Israeli researchers create brain-inspired AI algorithm

“Insights of fundamental principles of our brain have to be once again at the center of future artificial intelligence.”

Processing an event with multiple objects.  (photo credit: Courtesy)
Processing an event with multiple objects.
(photo credit: Courtesy)
Researchers at Bar-Ilan University have said they have created a new type of ultra-fast artificial intelligence (AI) algorithm based on the dynamics of the human brain.
According to a report published Friday in Scientific Reports, the algorithm demonstrates that, despite the human brain computing at a much slower rate than modern computers, it is extremely fast and efficient. As such, the scientists say, “Insights of fundamental principles of our brain have to be once again at the center of future artificial intelligence.”
The researchers – led by Prof. Ido Kanter of Bar-Ilan’s Department of Physics and Gonda Multidisciplinary Brain Research Center – used advanced experiments on neuronal cultures and large-scale simulations to demonstrate a type of algorithm that outperforms learning rates achieved to date by state-of-the-art learning algorithms.
“The current scientific and technological viewpoint is that neurobiology and machine learning are two distinct disciplines that advanced independently,” he said. “The absence of expectedly reciprocal influence is puzzling.”

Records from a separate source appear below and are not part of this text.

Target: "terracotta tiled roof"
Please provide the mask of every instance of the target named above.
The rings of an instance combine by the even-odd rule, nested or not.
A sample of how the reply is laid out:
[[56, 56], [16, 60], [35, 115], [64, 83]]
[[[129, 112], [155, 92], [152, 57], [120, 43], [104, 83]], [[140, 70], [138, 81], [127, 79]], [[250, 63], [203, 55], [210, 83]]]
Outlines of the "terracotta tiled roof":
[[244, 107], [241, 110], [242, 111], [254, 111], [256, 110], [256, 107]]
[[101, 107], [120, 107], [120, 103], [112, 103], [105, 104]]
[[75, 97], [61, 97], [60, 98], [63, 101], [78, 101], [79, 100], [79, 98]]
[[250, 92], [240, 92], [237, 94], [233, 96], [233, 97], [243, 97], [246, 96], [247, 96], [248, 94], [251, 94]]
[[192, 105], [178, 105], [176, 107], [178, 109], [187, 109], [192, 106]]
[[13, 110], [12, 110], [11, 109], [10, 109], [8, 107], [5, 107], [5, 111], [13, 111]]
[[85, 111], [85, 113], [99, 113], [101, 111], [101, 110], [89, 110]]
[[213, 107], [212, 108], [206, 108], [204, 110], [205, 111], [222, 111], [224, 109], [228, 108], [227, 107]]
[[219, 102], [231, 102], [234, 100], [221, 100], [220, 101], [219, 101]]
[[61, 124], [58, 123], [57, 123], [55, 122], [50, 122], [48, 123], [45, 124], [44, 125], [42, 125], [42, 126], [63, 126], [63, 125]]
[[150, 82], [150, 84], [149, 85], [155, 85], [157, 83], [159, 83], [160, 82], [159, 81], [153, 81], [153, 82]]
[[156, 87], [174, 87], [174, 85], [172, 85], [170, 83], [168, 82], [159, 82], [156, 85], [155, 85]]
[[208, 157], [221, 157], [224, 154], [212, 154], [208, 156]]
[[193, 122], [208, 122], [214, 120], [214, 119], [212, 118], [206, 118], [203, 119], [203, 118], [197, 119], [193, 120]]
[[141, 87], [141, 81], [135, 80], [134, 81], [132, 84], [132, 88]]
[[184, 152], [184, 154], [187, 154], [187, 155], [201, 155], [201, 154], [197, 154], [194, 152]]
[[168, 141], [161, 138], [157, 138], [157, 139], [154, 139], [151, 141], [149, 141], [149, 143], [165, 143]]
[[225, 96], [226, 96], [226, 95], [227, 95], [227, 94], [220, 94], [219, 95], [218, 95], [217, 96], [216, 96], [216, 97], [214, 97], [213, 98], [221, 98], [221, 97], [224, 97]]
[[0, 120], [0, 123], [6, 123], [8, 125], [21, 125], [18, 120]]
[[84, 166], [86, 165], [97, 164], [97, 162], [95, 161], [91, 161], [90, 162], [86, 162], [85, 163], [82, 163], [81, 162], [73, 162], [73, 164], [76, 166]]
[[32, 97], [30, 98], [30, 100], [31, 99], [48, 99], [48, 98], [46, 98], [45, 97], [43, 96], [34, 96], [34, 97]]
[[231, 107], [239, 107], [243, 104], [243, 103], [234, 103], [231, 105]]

Kanter explains that the number of neurons in a brain is less than the number of bits in a typical modern computer and that the brain’s computation speed is even slower than the first computers that were invented more than 70 years ago. However, the brain’s learning rules are much more complicated than those of current AI algorithms.
“While driving, one observes cars, pedestrian crossings and road signs, and can easily identify their temporal ordering and relative positions,” said Kanter. “Biological hardware [learning rules] is designed to deal with asynchronous inputs and refine their relative information.”
This is in contrast to traditional AI algorithms, which are based on synchronous inputs, ignoring the relative timing of different inputs constituting the same frame.
Kanter’s conclusion: The disadvantage of the brain’s learning scheme can be an advantage.